Do your mechanical design imply the motor bearing the cannon weight when it is off vertical? (I’ll assume yes)

Then you’ll want to add a feed forward term to your PID that will be function of the current angle of the cannon and compensate for the weight.

PID work well if the system respond in a linear manner, which means, the same output produce the same result whatever the current system state is. In your case, the cannon is non-linear because if it’s tilted, it’s very much easier to go down (with gravity) than up (against gravity).

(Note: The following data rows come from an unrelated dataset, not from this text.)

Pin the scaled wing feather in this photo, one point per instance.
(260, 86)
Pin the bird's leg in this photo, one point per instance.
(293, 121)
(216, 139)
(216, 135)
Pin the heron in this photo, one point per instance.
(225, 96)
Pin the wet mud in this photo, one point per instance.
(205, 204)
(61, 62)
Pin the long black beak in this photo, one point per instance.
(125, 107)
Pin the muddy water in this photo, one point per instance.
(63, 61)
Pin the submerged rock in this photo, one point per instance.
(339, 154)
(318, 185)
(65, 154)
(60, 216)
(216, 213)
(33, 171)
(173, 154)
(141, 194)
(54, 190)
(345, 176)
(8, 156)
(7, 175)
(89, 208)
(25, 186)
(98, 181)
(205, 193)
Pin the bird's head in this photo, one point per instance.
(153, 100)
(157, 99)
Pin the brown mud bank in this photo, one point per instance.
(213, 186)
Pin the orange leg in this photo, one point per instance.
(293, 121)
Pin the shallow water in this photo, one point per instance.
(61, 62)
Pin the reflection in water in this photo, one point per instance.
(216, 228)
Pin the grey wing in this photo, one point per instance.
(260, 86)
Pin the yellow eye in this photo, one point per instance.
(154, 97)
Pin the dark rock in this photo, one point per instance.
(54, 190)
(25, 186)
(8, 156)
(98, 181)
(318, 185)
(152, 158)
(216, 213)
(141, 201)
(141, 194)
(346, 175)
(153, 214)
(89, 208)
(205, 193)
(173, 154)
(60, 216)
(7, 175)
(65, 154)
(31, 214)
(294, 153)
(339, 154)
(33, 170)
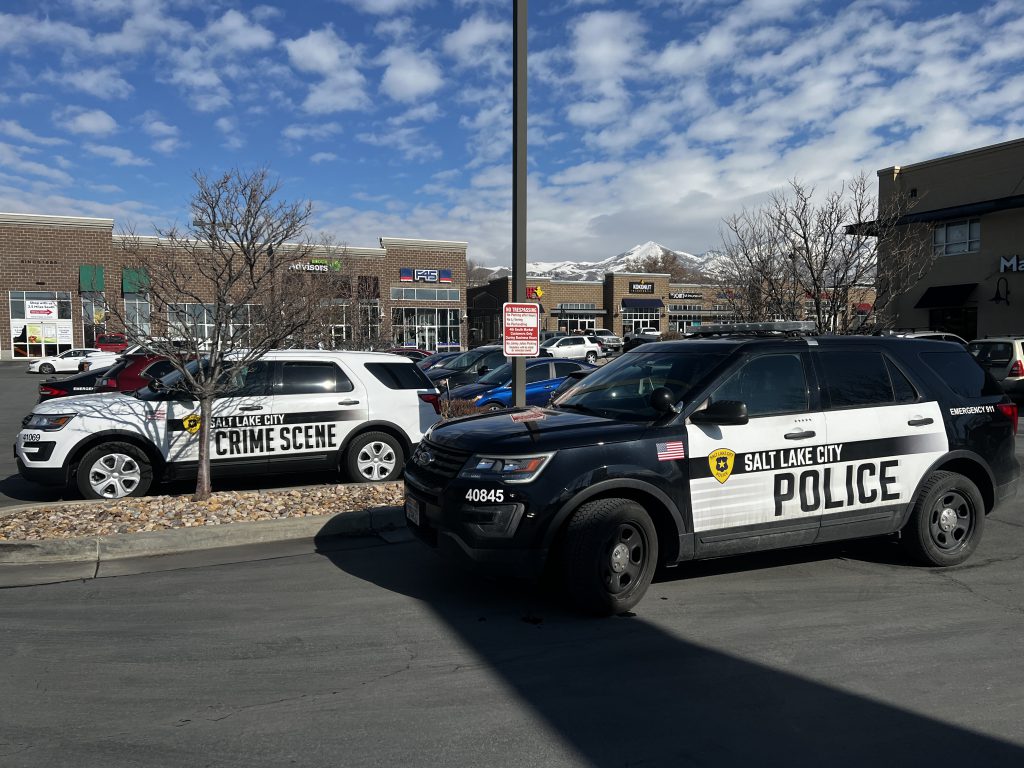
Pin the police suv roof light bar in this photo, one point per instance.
(792, 328)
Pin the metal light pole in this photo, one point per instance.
(519, 183)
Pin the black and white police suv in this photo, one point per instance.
(360, 413)
(711, 446)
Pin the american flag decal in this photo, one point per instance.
(669, 452)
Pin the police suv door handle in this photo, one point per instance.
(800, 435)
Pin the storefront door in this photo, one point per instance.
(426, 337)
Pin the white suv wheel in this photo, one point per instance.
(375, 457)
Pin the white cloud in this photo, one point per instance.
(90, 122)
(317, 132)
(384, 7)
(229, 128)
(409, 141)
(119, 155)
(480, 41)
(11, 157)
(236, 33)
(104, 82)
(323, 52)
(410, 75)
(15, 130)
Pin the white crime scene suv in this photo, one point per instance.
(358, 413)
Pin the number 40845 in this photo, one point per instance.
(496, 496)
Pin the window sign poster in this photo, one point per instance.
(40, 309)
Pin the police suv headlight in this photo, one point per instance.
(506, 468)
(48, 422)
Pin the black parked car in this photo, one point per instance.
(84, 383)
(710, 446)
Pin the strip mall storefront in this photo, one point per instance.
(972, 207)
(58, 273)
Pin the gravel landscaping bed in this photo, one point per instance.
(165, 512)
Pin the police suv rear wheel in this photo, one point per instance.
(610, 553)
(947, 520)
(375, 457)
(114, 470)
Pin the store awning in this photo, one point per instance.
(642, 303)
(945, 296)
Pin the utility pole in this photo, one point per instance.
(519, 183)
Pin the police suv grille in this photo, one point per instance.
(442, 462)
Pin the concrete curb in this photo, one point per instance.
(98, 549)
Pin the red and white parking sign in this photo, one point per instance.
(521, 330)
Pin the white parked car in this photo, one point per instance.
(66, 363)
(358, 413)
(573, 347)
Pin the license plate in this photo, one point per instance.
(413, 511)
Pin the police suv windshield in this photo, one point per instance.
(465, 360)
(622, 389)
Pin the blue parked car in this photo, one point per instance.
(494, 391)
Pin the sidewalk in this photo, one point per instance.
(56, 559)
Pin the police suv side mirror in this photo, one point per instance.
(663, 400)
(722, 412)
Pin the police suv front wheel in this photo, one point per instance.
(375, 457)
(114, 470)
(609, 556)
(946, 523)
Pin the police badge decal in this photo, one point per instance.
(721, 463)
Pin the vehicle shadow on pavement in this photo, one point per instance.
(624, 691)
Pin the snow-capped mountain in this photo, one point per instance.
(595, 270)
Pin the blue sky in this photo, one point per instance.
(649, 120)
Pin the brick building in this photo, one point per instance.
(623, 302)
(57, 273)
(971, 206)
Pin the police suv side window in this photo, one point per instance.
(253, 380)
(902, 387)
(312, 378)
(856, 377)
(768, 384)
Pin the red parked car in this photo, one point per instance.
(133, 372)
(112, 342)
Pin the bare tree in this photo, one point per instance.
(796, 258)
(230, 286)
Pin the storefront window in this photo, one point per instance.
(137, 313)
(634, 321)
(427, 328)
(93, 316)
(40, 323)
(956, 237)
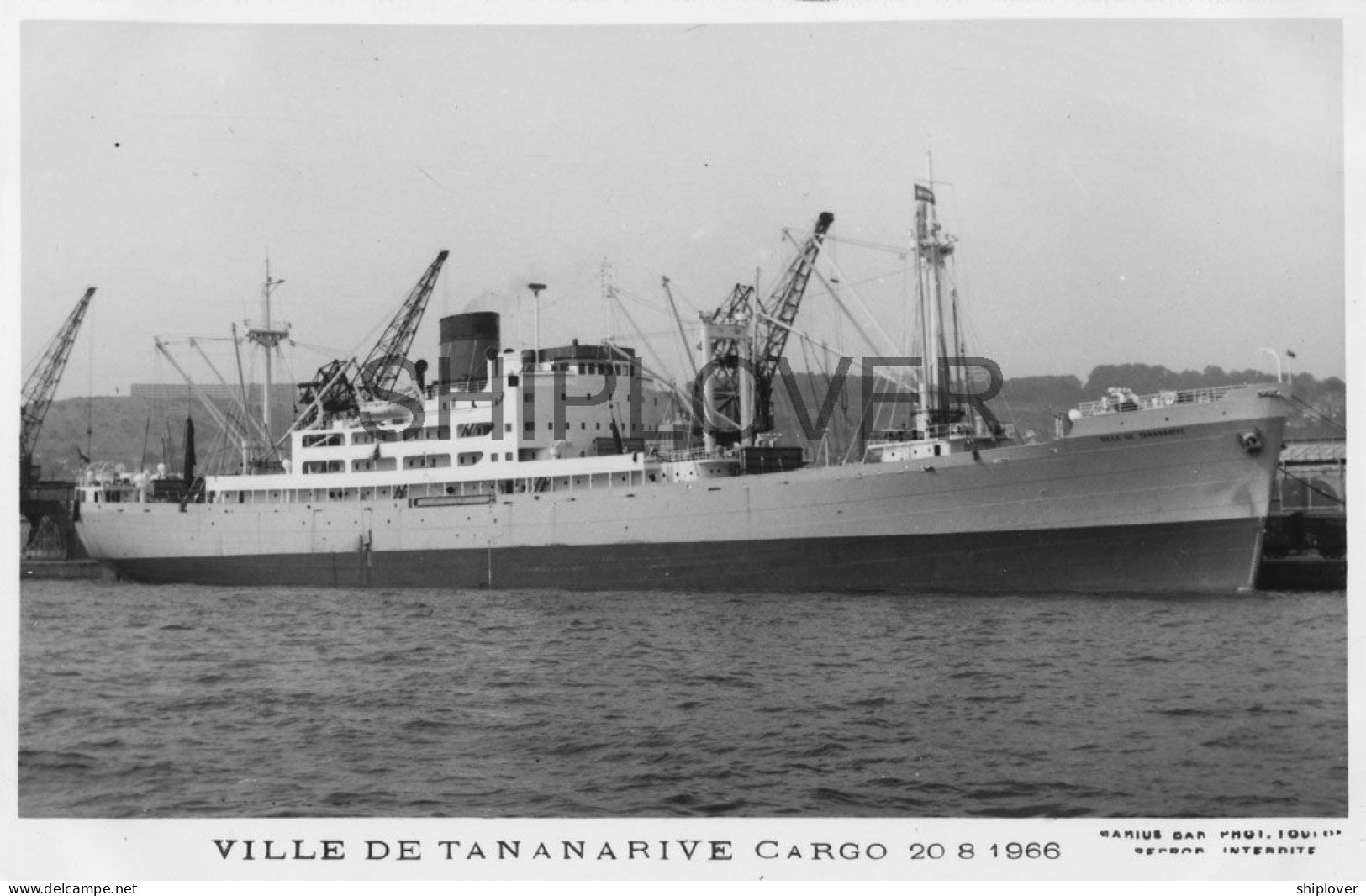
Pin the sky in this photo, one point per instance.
(1164, 192)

The feed forward is computed to cancel gravity and produce a linear response (as long as you are not moving too fast). In example, you’ll want something like:

```
outputSpeed = ... + HORIZONTAL_OUTPUT * sin(shooter_angle)
```

Here HORIZONTAL_OUTPUT is the outputSpeed needed to hold the cannon level while it’s horizontal (where gravity have the more effect) with all the other gains at 0. The sine function will then scale this output between fully vertical (angle 0, so sin(0) = 0.0) and fully horizontal (angle 90, so sin(90) = 1.0).

You should then be able to lower your other gains because they won’t be working so hard anymore be able to tune your PID much more easily.

Be careful your motor is able to stay stalled during a whole match (and tests) because I had incident of motor burning up from holding a static load with insufficient gear ratio.

I would also recommend you move your setpoint slowly toward the desired position instead of directly. A steady slope from 0 to -50 for example will lead to a far better response then setting the target to -50. If the setpoint is too far from the current position, the error is huge and the mechanism will move too quickly and overshoot the target. Lower the gain and it will always be off because low error will not be enough to produce sufficient output to reach the target. I see you are using FPGA time, so you could compute a simple slope with that and use this slope as a target.